Escrow is a data security measure in which acryptographic key is entrusted to a third party (i.e., kept in escrow). Under normal circumstances, the key is not released to someone other than the sender or receiver without proper authorization. Key escrow systems can be considered a security risk at the user puts access to information into the hands of the escrow agent holding the cryptographic key; however, key escrow systems are used to ensure that there is a backup of the cryptographic key in case the parties with access to key lose the data through a disaster or malicious intent.


Regarding the 'EscrowSecurityAlert' process - is this something that ships with macOS or have I installed it myself somehow?

  • Why would you be worried about a process running on the Mac? (Or more to the point - what information would you trust to say it’s not some malware running disguised as a legit system service?)
    – bmike
    Commented May 3, 2021 at 13:45
  • 1
    @bmike well, if EscrowSecurityAlert comes with macOS, I'll worry a lot less than if I've installed something dodgy that needs investigating. I guess that's the very first question: does EscrowSecurityAlert come with macOS, or have I obtained it elsewhere. I don't know how to answer that without viewing the macOS source code or asking someone who knows macOS well enough to answer
    – stevec
    Commented May 3, 2021 at 13:48
  • @bmike thanks for the suggestion, done.
    – stevec
    Commented May 3, 2021 at 14:49
  • 4
    Your first reference is a mis-reading of the linked post. It was alluded that CleanMyMac itself was the "virus". This at the time was likely due to its being confused with another Mac "fixit" tool of the time [the name of which I have now forgotten] which was not quite malware, but not as useful as it would like to have you think. There was a general mistrust of any new toolkit for quite a while after this.
    – Tetsujin
    Commented May 3, 2021 at 15:53
  • The first link clearly doesn't say anything aboutEscrowSecurityAlert being bad; it only says "[things like this] are parts of the operating system that CleanMyMac thinks in its infinite stupidity are a problem.". As @tetsujin said, you misread it.
    – smci
    Commented Jul 13, 2022 at 21:09

2 Answers 2


Yes, it's part of macOS & has been since perhaps Mavericks.
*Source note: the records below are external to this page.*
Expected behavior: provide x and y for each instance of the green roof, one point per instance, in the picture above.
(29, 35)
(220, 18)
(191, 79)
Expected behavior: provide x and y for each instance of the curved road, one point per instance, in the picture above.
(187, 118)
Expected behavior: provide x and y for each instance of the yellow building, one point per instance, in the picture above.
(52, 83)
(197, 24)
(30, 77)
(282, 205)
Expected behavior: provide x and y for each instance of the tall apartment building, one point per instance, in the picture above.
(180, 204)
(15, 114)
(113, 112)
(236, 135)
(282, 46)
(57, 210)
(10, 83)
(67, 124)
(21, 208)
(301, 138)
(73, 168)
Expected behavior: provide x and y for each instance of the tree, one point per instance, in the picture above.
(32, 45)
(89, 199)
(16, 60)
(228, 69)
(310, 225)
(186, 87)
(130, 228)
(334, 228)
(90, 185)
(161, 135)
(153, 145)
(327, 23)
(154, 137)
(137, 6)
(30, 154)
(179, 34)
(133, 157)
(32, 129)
Wikipedia lists it in List of macOS components but provides no description -

The iPhone Wiki gives a brief description

This application works with the iCloud Keychain servers. It manages the password uploads and anything that keychain tools does.
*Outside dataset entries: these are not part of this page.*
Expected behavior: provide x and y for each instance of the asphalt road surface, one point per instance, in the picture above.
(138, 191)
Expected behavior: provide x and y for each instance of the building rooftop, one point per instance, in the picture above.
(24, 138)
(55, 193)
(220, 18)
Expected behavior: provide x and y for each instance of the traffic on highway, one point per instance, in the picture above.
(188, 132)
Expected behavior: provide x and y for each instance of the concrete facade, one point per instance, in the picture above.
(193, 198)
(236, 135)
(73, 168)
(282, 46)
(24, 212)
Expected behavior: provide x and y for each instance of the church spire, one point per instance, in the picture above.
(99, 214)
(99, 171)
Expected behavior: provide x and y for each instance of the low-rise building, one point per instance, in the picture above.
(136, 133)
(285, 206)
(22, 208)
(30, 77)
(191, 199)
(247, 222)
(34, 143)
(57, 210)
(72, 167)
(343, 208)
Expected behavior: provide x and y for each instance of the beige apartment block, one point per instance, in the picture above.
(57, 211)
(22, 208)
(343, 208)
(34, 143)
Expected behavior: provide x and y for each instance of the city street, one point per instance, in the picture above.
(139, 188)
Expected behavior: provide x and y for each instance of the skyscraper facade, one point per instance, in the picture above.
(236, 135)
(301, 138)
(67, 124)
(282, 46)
By definition an escrow service is one who acts as a middle-man in a complex or expensive process. It is often used when buying/selling a house. The escrow company holds both the deeds and the money until all parties have completed the legal requirements to transfer the property, preventing either one from 'running off with the money'.

In computing terms it is an arbitrator between two not-necessarily-yet-trusted 'clients'. It prevents any data from one leaking to the other until full trust is established. In effect, it doesn't let anything 'run off with the money'.
This is, in effect, a less mind-numbing version of your last link & quote.


/System/Library/CoreServices/EscrowSecurityAlert.app is part of macOS and is involved in the configuration and maintenance of the iCloud Keychain security code.

For example, prompts for entering the code to configure a new device with access to the Keychain.

If you've ever seen one of these messages, it's a dialog from this app:


    Create New iCloud Security Code
    A new security code must be created because of a change to iCloud Keychain servers.

    (Apple wrote a support article about this message: If you're asked to create a new iCloud security code)


    Update Your iCloud Security Code
    Your security code was incorrectly entered too many times on one of your other devices and can no longer be used.


    Reset and Turn Off iCloud Keychain?
    All passwords in iCloud Keychain will be deleted, and iCloud Keychain will be turned off on all your devices.